After Reading W.S. Merwin’s The Carrier of Ladders
and then finding the Extinct Birds of NZ website.
Tahi.
The first that comes to mind is the Huia,
which Sir Walter Buller said sang like a soft-flute.
The female had a long curved beak,
and the male a short one. A male and female
approached Sir Walter when he whistled,
and as they hopped slowly away his companion
shot them. Their feathers were prized
by chiefs, and long beaks too, for adornments.

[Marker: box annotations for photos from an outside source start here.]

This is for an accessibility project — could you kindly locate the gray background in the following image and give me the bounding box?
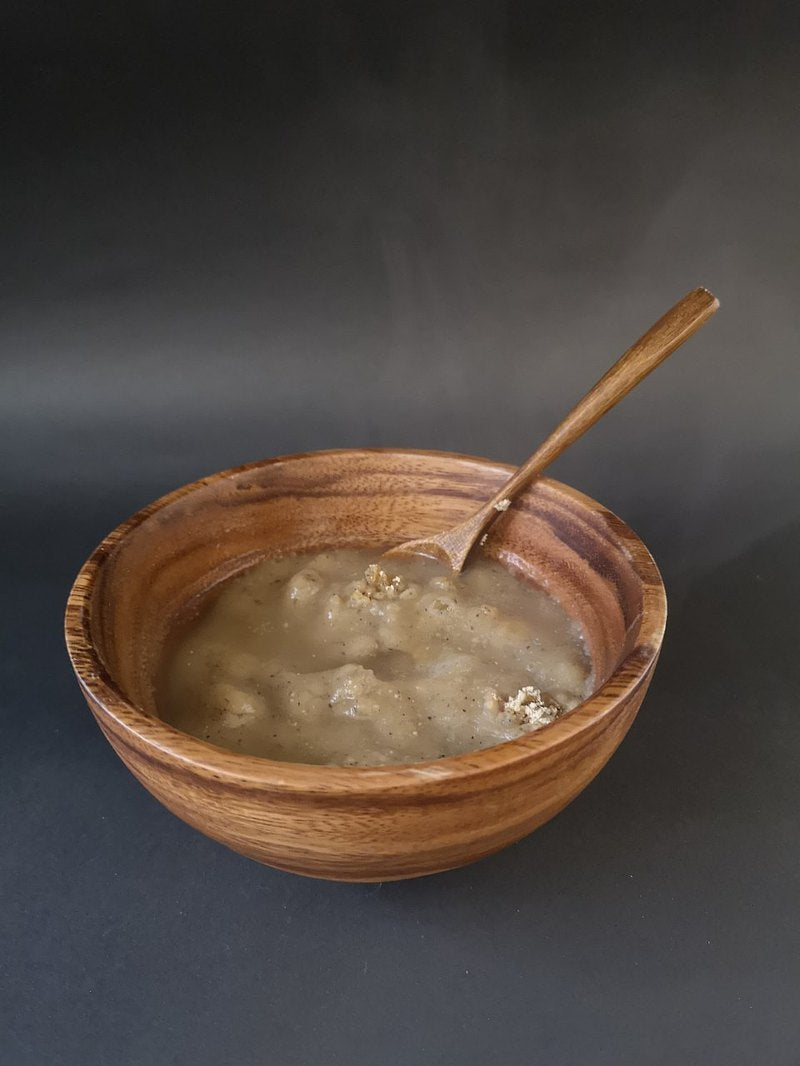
[0,2,800,1066]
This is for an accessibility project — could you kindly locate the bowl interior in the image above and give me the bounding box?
[79,450,662,741]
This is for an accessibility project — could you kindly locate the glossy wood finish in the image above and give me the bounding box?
[66,450,666,881]
[386,289,719,572]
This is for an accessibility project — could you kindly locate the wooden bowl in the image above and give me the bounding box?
[66,450,667,881]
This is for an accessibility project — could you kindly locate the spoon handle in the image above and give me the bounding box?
[480,289,719,511]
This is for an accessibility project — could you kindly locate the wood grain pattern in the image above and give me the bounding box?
[65,450,666,881]
[386,289,719,572]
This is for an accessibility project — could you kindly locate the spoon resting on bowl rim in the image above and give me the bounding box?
[383,288,719,574]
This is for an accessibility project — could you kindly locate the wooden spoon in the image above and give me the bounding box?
[386,289,719,574]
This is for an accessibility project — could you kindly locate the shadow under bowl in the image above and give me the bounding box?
[66,449,667,881]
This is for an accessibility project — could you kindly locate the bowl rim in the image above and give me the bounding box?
[64,448,667,795]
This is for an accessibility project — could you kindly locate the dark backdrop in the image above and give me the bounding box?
[0,0,800,1066]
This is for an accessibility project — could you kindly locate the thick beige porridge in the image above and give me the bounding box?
[159,551,589,766]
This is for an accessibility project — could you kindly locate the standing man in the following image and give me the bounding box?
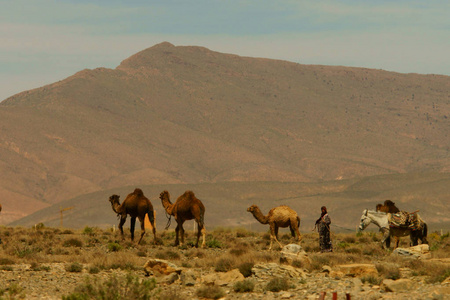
[316,206,333,253]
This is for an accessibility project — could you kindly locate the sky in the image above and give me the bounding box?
[0,0,450,101]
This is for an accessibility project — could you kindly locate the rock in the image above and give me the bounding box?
[331,264,378,277]
[157,272,180,284]
[322,265,331,274]
[382,279,414,293]
[144,259,181,276]
[202,269,245,286]
[215,269,245,286]
[252,263,306,279]
[392,244,431,259]
[280,244,311,266]
[180,270,197,286]
[430,287,450,300]
[441,276,450,286]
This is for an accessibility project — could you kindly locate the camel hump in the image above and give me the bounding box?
[133,188,144,197]
[183,191,195,200]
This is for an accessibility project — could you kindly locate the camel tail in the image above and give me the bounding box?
[147,209,155,225]
[133,188,144,197]
[422,222,428,238]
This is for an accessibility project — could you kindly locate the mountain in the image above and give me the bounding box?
[0,42,450,224]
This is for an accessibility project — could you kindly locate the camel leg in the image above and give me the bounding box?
[138,217,145,245]
[180,224,184,246]
[174,224,181,246]
[195,223,206,248]
[269,224,283,250]
[290,220,302,242]
[381,231,391,249]
[130,217,136,241]
[119,216,127,240]
[202,225,206,248]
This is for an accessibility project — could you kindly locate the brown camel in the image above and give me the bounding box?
[376,200,400,214]
[247,205,302,250]
[159,191,206,248]
[109,189,156,244]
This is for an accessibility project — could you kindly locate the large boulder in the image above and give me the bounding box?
[280,244,311,266]
[202,269,245,286]
[252,263,306,279]
[144,259,181,277]
[330,264,378,277]
[381,278,415,293]
[392,244,431,259]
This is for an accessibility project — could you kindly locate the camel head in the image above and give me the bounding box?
[247,204,258,213]
[109,194,120,205]
[159,191,170,203]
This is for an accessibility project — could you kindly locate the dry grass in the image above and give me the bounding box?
[0,227,450,298]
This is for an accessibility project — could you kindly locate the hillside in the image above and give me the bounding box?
[11,173,450,233]
[0,43,450,225]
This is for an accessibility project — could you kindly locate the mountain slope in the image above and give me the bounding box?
[0,43,450,223]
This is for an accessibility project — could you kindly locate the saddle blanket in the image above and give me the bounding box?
[388,211,422,230]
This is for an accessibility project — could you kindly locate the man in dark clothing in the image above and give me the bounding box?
[316,206,333,252]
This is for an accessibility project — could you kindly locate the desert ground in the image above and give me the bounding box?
[0,224,450,300]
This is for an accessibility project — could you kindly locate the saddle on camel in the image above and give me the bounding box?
[377,200,423,230]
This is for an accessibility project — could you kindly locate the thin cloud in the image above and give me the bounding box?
[0,0,450,99]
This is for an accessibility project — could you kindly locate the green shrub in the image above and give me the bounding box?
[83,226,94,235]
[155,250,180,259]
[63,238,83,247]
[266,277,289,292]
[88,266,100,274]
[238,262,255,277]
[291,259,303,268]
[230,247,248,256]
[214,258,234,272]
[197,285,225,299]
[62,274,156,300]
[233,279,255,293]
[361,275,383,285]
[0,257,15,265]
[66,262,83,273]
[376,264,400,280]
[206,238,223,248]
[108,242,122,252]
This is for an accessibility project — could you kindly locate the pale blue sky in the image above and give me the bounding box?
[0,0,450,100]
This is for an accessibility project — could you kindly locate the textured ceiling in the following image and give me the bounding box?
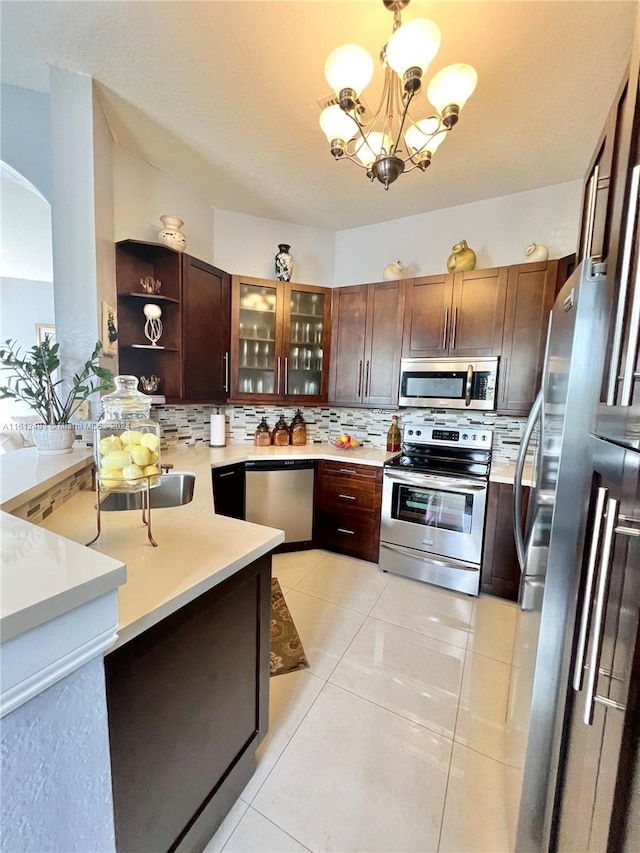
[0,0,637,229]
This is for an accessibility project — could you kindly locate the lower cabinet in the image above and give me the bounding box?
[314,461,382,562]
[480,482,530,601]
[211,462,246,519]
[105,555,271,853]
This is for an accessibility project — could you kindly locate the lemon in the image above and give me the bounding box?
[129,444,151,468]
[140,432,160,453]
[98,435,122,456]
[102,450,131,471]
[120,429,144,444]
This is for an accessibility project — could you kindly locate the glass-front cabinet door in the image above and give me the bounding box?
[285,286,329,399]
[234,281,282,397]
[231,276,331,403]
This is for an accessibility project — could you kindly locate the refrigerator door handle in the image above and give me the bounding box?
[573,486,609,693]
[513,391,544,571]
[583,498,620,726]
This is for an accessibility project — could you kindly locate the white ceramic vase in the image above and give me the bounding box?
[524,243,549,264]
[382,261,405,281]
[158,216,187,252]
[31,424,76,456]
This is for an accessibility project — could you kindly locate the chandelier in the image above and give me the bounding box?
[320,0,478,190]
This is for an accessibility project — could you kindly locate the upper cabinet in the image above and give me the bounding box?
[116,240,231,403]
[402,267,508,358]
[182,255,231,403]
[116,240,183,400]
[329,281,406,406]
[496,255,574,415]
[231,276,331,403]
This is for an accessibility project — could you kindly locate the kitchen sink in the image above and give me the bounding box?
[100,471,196,512]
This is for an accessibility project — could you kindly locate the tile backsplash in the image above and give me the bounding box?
[151,405,525,462]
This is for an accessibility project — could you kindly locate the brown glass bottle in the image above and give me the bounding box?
[387,415,402,453]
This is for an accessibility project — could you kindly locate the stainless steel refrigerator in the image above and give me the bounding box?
[507,259,607,853]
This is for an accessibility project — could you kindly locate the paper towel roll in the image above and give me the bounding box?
[209,415,226,447]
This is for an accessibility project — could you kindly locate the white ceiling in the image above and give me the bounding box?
[0,0,637,230]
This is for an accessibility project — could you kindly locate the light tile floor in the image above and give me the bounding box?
[205,551,521,853]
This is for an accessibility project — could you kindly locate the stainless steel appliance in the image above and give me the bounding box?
[507,259,607,851]
[398,357,498,410]
[245,459,315,544]
[380,423,493,595]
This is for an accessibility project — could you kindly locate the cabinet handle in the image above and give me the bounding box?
[222,352,229,394]
[500,356,509,403]
[583,498,620,726]
[573,487,608,693]
[582,163,600,260]
[607,164,640,406]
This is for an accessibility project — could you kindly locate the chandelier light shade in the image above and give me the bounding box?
[320,0,478,189]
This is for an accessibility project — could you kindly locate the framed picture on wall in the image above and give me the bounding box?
[101,301,118,355]
[36,323,56,346]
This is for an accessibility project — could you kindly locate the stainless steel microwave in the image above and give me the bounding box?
[398,356,498,410]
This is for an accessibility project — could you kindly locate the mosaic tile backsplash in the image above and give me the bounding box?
[151,405,525,462]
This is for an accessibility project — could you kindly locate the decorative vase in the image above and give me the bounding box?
[382,261,405,281]
[447,240,476,272]
[158,216,187,252]
[31,424,76,456]
[276,243,293,281]
[524,243,549,264]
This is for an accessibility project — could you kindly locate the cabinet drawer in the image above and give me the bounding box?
[320,460,382,483]
[317,475,380,513]
[316,509,380,562]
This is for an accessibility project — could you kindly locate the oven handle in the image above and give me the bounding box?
[464,364,473,406]
[384,471,487,492]
[380,542,480,572]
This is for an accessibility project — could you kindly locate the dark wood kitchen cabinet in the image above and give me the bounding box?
[105,555,271,853]
[329,281,405,406]
[182,255,231,403]
[402,267,508,358]
[314,460,382,563]
[480,482,530,601]
[116,240,231,403]
[496,258,570,415]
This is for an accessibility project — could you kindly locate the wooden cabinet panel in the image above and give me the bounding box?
[497,261,558,415]
[480,482,530,601]
[449,267,508,357]
[363,281,405,406]
[329,284,367,403]
[105,556,271,853]
[402,274,453,358]
[182,255,231,403]
[315,461,382,562]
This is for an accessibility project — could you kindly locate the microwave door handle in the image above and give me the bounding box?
[513,391,544,571]
[464,364,473,406]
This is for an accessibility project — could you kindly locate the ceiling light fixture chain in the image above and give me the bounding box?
[320,0,478,189]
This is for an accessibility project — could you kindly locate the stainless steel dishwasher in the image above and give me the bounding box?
[245,459,315,542]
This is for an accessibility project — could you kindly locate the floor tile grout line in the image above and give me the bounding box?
[225,805,313,853]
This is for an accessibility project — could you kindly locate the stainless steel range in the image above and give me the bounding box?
[380,423,493,595]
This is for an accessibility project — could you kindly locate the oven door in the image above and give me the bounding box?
[380,468,487,566]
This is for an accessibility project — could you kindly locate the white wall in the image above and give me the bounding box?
[213,208,335,287]
[334,181,582,287]
[113,144,215,262]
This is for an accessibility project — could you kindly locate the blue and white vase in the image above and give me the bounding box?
[276,243,293,281]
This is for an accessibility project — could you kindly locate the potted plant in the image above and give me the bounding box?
[0,335,113,453]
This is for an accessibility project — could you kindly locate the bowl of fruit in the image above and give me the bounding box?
[329,432,362,450]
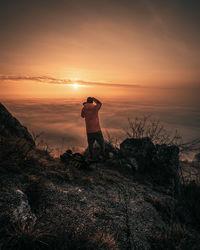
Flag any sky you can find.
[0,0,200,91]
[0,0,200,156]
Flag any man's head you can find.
[87,97,93,103]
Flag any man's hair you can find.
[87,97,93,103]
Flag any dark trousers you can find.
[87,131,105,158]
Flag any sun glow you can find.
[72,83,80,89]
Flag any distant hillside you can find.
[0,104,200,250]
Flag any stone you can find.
[120,137,155,172]
[12,189,37,224]
[0,103,35,145]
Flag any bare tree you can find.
[125,115,200,154]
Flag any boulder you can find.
[0,103,35,145]
[152,144,180,196]
[11,189,36,224]
[120,137,155,171]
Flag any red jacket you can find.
[81,103,101,133]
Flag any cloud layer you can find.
[3,99,200,158]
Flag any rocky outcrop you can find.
[120,137,155,172]
[120,137,180,196]
[0,103,35,145]
[11,189,36,224]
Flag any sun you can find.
[72,83,80,89]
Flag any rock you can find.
[0,103,35,145]
[12,189,36,224]
[120,137,155,172]
[194,153,200,162]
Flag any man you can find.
[81,97,105,159]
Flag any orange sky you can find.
[0,0,200,99]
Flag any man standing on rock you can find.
[81,97,105,160]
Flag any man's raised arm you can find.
[93,97,102,109]
[81,107,85,118]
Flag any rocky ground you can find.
[0,102,200,250]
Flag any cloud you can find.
[0,75,141,88]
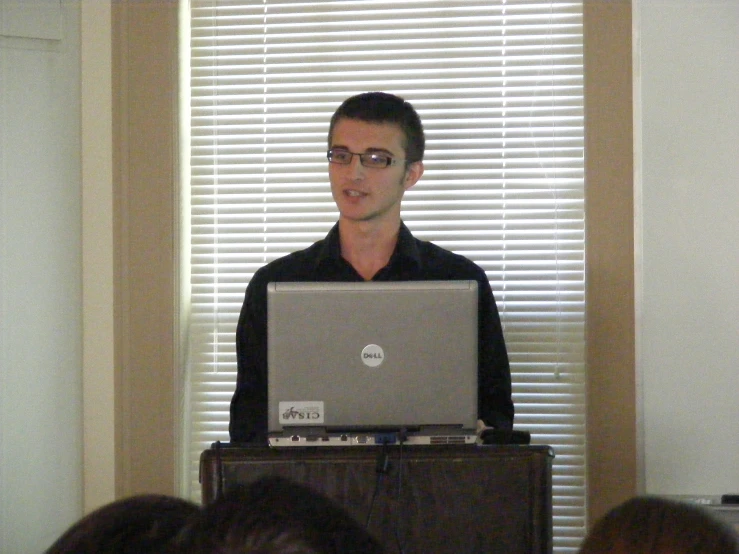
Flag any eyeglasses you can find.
[326,148,403,169]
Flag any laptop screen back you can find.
[267,281,478,435]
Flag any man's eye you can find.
[365,154,390,167]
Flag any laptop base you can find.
[269,429,478,448]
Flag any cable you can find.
[393,428,408,554]
[364,443,390,529]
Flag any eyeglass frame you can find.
[326,148,413,169]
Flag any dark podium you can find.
[200,443,553,554]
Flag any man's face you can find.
[328,119,423,223]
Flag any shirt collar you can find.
[316,221,421,268]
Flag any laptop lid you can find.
[267,280,478,436]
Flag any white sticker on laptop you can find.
[278,400,324,425]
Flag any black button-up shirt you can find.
[229,223,513,443]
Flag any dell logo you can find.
[361,344,385,367]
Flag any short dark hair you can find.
[328,92,426,163]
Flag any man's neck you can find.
[339,220,400,281]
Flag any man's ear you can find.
[403,162,423,190]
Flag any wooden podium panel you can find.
[200,443,553,554]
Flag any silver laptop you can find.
[267,280,478,447]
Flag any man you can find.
[229,92,513,443]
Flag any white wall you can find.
[0,0,83,554]
[634,0,739,496]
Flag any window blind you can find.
[183,0,585,552]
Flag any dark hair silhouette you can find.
[186,477,384,554]
[580,496,739,554]
[46,494,199,554]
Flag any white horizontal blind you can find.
[185,0,585,552]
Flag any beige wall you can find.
[113,0,636,518]
[112,0,180,496]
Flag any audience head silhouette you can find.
[46,494,199,554]
[185,470,384,554]
[580,496,739,554]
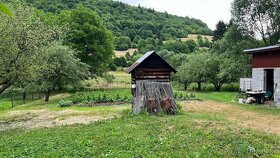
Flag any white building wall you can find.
[252,68,265,91]
[274,68,280,102]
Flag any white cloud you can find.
[117,0,233,30]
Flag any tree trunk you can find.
[22,91,26,104]
[197,82,201,91]
[45,88,51,102]
[0,82,13,94]
[184,81,188,91]
[31,91,34,100]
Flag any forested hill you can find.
[26,0,212,43]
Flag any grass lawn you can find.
[0,109,280,157]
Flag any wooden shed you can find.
[244,44,280,103]
[127,51,177,113]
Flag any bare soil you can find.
[183,101,280,135]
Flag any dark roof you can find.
[243,44,280,54]
[126,51,177,73]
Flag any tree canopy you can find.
[60,7,114,75]
[232,0,280,45]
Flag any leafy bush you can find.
[57,100,73,107]
[59,89,131,105]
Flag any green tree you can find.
[114,57,127,67]
[158,49,187,69]
[205,53,242,91]
[213,21,227,41]
[115,36,131,50]
[35,42,89,102]
[184,40,198,52]
[211,24,261,76]
[176,52,209,90]
[61,7,114,75]
[0,1,62,94]
[196,35,204,47]
[163,40,190,54]
[0,3,13,17]
[232,0,280,45]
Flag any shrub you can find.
[58,99,73,107]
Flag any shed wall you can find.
[252,68,265,91]
[274,68,280,102]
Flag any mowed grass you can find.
[0,113,280,157]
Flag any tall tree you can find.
[232,0,280,45]
[213,21,227,41]
[34,41,89,102]
[0,1,60,94]
[61,7,114,75]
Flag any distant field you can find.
[115,48,136,57]
[180,34,213,42]
[0,72,280,157]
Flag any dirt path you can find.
[184,101,280,135]
[0,110,114,131]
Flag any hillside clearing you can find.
[180,34,213,42]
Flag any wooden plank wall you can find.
[132,68,171,82]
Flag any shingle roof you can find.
[126,51,176,73]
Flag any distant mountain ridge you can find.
[26,0,212,43]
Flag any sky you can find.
[119,0,233,30]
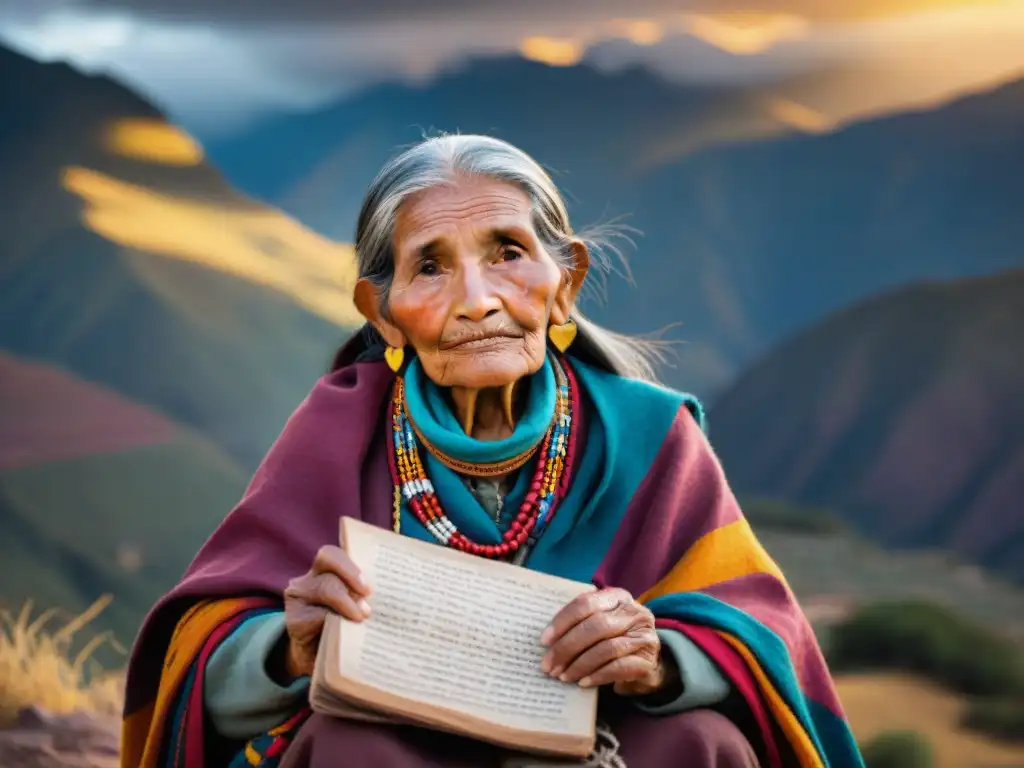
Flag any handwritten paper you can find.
[339,526,596,733]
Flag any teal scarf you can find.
[401,358,685,582]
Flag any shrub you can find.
[962,696,1024,743]
[828,601,1024,696]
[861,731,935,768]
[741,498,846,536]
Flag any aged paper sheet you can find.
[338,521,596,735]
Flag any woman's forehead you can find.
[395,177,531,247]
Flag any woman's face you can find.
[356,176,587,389]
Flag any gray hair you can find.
[355,135,665,382]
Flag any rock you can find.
[0,707,121,768]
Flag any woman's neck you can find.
[451,382,523,440]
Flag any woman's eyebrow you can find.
[487,226,530,246]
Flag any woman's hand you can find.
[541,589,678,695]
[285,546,371,678]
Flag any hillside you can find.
[710,270,1024,580]
[836,674,1024,768]
[0,353,247,641]
[0,48,354,642]
[208,58,1024,397]
[0,48,354,469]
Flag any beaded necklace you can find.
[388,357,579,559]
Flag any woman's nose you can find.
[455,264,502,323]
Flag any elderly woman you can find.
[122,136,861,768]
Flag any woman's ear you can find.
[352,278,407,349]
[551,239,590,326]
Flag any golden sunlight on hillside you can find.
[62,167,362,326]
[608,18,665,45]
[519,37,587,67]
[102,118,203,166]
[766,98,838,133]
[683,13,810,56]
[836,674,1024,768]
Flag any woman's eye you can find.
[502,247,522,261]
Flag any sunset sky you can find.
[0,0,1024,132]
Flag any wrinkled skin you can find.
[285,177,676,694]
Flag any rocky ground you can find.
[0,707,121,768]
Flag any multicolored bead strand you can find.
[388,359,579,559]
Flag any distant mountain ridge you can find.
[201,59,1024,397]
[0,47,353,642]
[710,269,1024,581]
[0,49,353,467]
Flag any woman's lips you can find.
[441,334,522,351]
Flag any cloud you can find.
[0,0,1024,135]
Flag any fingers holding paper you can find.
[285,546,371,677]
[541,589,671,695]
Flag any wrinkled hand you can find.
[541,589,677,695]
[285,546,371,678]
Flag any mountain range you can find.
[0,40,1024,638]
[0,49,353,640]
[710,269,1024,581]
[208,58,1024,397]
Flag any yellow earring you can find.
[548,318,577,353]
[384,347,406,373]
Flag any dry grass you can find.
[836,674,1024,768]
[0,596,124,725]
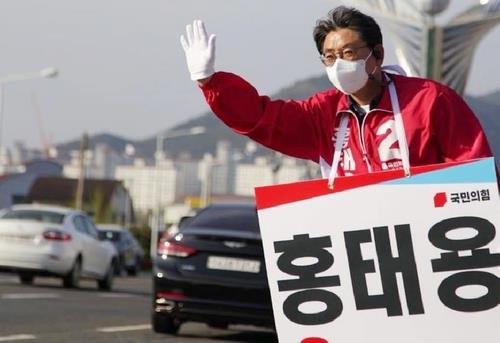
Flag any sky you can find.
[0,0,500,147]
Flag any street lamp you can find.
[149,126,206,259]
[0,67,59,163]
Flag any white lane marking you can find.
[0,293,60,300]
[97,324,151,332]
[97,293,133,298]
[0,335,36,342]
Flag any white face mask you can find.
[326,51,372,95]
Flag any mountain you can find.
[52,76,500,167]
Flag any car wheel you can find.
[63,258,82,288]
[19,273,35,285]
[151,311,181,335]
[97,261,116,291]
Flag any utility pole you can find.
[75,133,89,210]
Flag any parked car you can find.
[97,224,144,276]
[0,205,117,290]
[152,204,274,334]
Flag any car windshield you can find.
[2,210,64,224]
[99,231,120,242]
[186,207,259,232]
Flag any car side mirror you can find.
[177,216,193,228]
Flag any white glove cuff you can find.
[191,68,215,81]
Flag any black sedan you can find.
[152,204,274,334]
[97,224,144,276]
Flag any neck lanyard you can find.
[328,75,410,189]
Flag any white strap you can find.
[328,114,349,189]
[386,79,410,177]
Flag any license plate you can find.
[207,256,260,273]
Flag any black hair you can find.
[313,6,382,54]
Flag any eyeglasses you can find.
[319,45,368,67]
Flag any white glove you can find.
[181,20,215,81]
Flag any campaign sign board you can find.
[255,158,500,343]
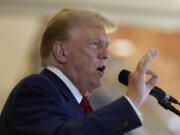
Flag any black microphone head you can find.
[118,69,130,86]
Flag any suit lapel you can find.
[41,69,85,120]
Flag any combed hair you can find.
[40,8,114,67]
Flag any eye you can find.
[91,41,99,48]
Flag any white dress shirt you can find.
[47,66,143,121]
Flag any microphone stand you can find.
[154,96,180,116]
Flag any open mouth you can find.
[96,66,106,73]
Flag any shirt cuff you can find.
[125,96,143,122]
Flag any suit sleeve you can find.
[14,78,141,135]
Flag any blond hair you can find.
[40,8,114,67]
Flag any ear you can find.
[52,41,67,64]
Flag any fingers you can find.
[146,69,159,90]
[137,49,158,72]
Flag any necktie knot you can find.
[80,97,93,114]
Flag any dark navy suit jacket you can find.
[0,69,141,135]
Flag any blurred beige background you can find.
[0,0,180,135]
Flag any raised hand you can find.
[126,49,159,107]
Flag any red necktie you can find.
[80,97,93,114]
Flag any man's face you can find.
[65,22,110,96]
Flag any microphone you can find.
[118,69,180,105]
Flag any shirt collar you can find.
[46,66,82,104]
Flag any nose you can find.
[99,48,111,59]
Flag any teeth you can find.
[97,66,105,72]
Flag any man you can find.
[0,8,158,135]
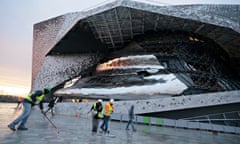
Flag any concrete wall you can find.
[56,91,240,115]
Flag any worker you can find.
[44,96,59,116]
[100,99,114,133]
[8,87,51,131]
[16,97,23,109]
[90,99,103,132]
[126,105,136,131]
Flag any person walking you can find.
[44,96,59,116]
[90,99,103,132]
[16,97,23,109]
[100,99,114,133]
[126,105,136,131]
[8,87,51,131]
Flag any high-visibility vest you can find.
[26,92,44,105]
[103,102,114,116]
[93,103,102,118]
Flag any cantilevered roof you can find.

Europeans admired the black tail-feathers
tipped with white. The Duke of York was given
a Huia feather when he visited New Zealand in 1902
and inaugurated a European fashion-craze
that most directly led to their extinction.
Rua.
The Moa is held up against Maori
for killing a food resource. We often hear
about moa and Maori in the same breath.
I agree this bird shows our humanity.
Dinornis Robustus stood two metres
at the shoulder, with another metre
to the end of the neck. You've probably
heard that museum assemblies, where
the bird cranes to its full three metres,
are fanciful – that its head was connected
most likely to an S-bend. The small ones
were bigger than a turkey. Many moa
could look a tall person in the eye.
The last ones vanished hundreds of years
ago into Maori stomachs. We're also
critiqued for the disappearances
of the giant eagle, and many other
song birds. Moe mai, moe mai, moe mai rā.
Toru.
The Giant Eagle's wingspan was three metres—
its main food was moa. It was the world’s
largest eagle—the youngest set of bones
found so far is five hundred years old.
Wha.
The Stephens Island Wren was spread throughout
the North and South Island. Its common cousin
is the Rifleman. The only non-Maori
to see one alive was the lighthouse keeper,
David Lyall, of Stephens Island in
1894. His cat fetched seventeen
similar corpses not long after and so
the bird was declared discovered and extinct
at the London ornithologists’ club
meeting held in 1895.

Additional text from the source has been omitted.